You Only Live Once is a fascinating proto-noir. Henry Fonda and the luminous Sylvia Sidney as star-crossed lovers become desperadoes on the run, and the stunning ending presages Gun Crazy’s fog-bound denouement by a full decade. As a relentless fatalistic melodrama moodily shot by virtuoso DP Leon Shamroy, it is a real contender as the first poetic realist film – beating the French by a full year. Consider this, Carne’s Port of Shadows was released in 1938, and Pépé le Moko debuted in France on 28 January 1937, while You Only Live Once opened in the US only a day later on 29 January 1937! The amour fou of Lang’s feature I think bumps the less romantic Pepe Le Moko.

Dave said...

I'll throw in a dissent on this one. I love Fritz Lang, and admit that there are some interesting things done with the cinematography (that picture you post is great), but I thought the story was seriously lacking. I find it very cliche-ridden -- even more so than other films of the era -- and felt no real sympathy for Eddie Taylor. Without that, the movie just doesn't work, I think.

I would still recommend people see it, because it is a proto-noir, as Tony says, and done by a master like Lang. But I would take Port of Shadows or Pepe le Moko over it without hesitation.

Joel Bocko said...

Very interesting. Obviously I throw in with Tony on this one - and the irony is that I don't "like" Lang as much as Dave (even though I greatly admire him)! While it was the atmosphere more than the particular story which captured me (or rather, the way the atmosphere amplified the story and made it more resonant) I didn't find the story particularly cliched. Archetypal perhaps - but that only added to the weird sensation that I was watching a contemporary fairy tale. This is a sensation I sometimes get from the best thirties films, the ones which face the Depression head-on but do so from behind the facade of studio-bound illusionism and near-mythological modes of characterization and storytelling. I just love the dissonance.

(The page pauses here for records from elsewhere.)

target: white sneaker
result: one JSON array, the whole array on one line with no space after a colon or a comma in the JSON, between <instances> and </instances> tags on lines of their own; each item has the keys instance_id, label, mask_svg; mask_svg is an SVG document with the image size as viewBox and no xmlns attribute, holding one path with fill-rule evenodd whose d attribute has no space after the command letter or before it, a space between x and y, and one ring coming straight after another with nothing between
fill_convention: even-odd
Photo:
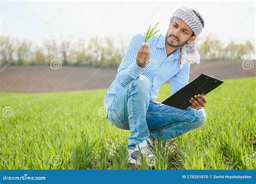
<instances>
[{"instance_id":1,"label":"white sneaker","mask_svg":"<svg viewBox=\"0 0 256 184\"><path fill-rule=\"evenodd\" d=\"M129 149L128 161L130 163L138 165L140 165L140 159L141 157L139 150L139 147L142 154L147 157L146 159L147 164L151 166L153 166L154 154L153 150L150 147L150 145L147 144L149 140L147 139L145 139L142 143L136 144L136 148L133 150Z\"/></svg>"}]
</instances>

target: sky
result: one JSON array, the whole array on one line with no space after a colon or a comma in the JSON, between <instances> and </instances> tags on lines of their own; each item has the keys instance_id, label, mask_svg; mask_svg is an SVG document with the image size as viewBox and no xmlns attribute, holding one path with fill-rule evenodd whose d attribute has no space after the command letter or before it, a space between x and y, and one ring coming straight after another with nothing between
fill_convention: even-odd
<instances>
[{"instance_id":1,"label":"sky","mask_svg":"<svg viewBox=\"0 0 256 184\"><path fill-rule=\"evenodd\" d=\"M40 42L51 37L74 38L143 34L160 21L166 34L172 14L187 7L199 12L205 27L198 38L211 34L224 43L230 40L255 45L254 1L53 1L1 0L1 36Z\"/></svg>"}]
</instances>

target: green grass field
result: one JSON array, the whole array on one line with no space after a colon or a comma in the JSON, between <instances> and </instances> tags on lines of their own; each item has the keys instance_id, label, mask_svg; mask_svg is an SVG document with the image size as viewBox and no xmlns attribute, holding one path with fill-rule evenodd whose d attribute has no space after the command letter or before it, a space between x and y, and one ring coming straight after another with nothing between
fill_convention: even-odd
<instances>
[{"instance_id":1,"label":"green grass field","mask_svg":"<svg viewBox=\"0 0 256 184\"><path fill-rule=\"evenodd\" d=\"M225 80L206 96L199 128L157 143L154 168L256 168L256 77ZM0 93L0 169L151 169L126 161L130 131L106 119L106 89ZM159 92L160 102L170 85Z\"/></svg>"}]
</instances>

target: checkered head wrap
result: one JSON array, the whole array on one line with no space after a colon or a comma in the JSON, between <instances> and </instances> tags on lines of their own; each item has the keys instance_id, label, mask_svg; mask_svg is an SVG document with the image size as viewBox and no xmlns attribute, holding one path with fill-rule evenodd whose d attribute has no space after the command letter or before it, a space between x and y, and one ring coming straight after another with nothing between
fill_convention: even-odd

I found much of Pepe le Moko a rollicking good time but was vaguely disappointed that he turned out to be such a softie. Bogie may have been a romantic in his heart, but he usually managed to avoid getting all weepy! Still haven't seen Port of Shadows - but then my record with much pre-New Wave cinema is rather hit and miss.

Thanks for your input, both.

Joel Bocko said...

Also, I sympathized with Eddie, at least initially, because he seemed to want to go straight without really being equipped for it. The fact that he was flawed only made him more "real" to me - and though I certainly can't condone his shooting a priest, the violent fury his wrongful conviction has engendered in him is well represented by Lang. Fonda's ferocious delivery of "What do you think they're gonna do to me?" is masterful.

Tony D'Ambra said...

Dave, Lang's accomplishment is discussed in Alain Silver's review in Film Noir: An Encyclopedic Reference. It is too long to quote in full (and is not on line), but Silver highlights Lang's sophisticated use of mise-en-scene. For example:

"Finally, for Eddie's escape, Lang fills the prison courtyard with fog, so that the searchlight beams reach out for him like white, spectral fingers, and the whole, nightmarish array of mists, massive walls, blurred lights, hazy figures, and loudspeaker voices becomes an extension of Eddie's frightened and disoriented state of mind. In this visual context, Eddie's murder of the priest, if not pardonable, [is] at least understandable as the desperate response to a prolonged assault not merely on his life but on his very conception of the world with its moral and physical realities of truth, justice, and love, an asault on the foundation of his sanity."

Joel Bocko said...

Great description, and I agree about the way Lang winds his mise en scene around the characters' psychology: it's a triumph for the unity of form and content.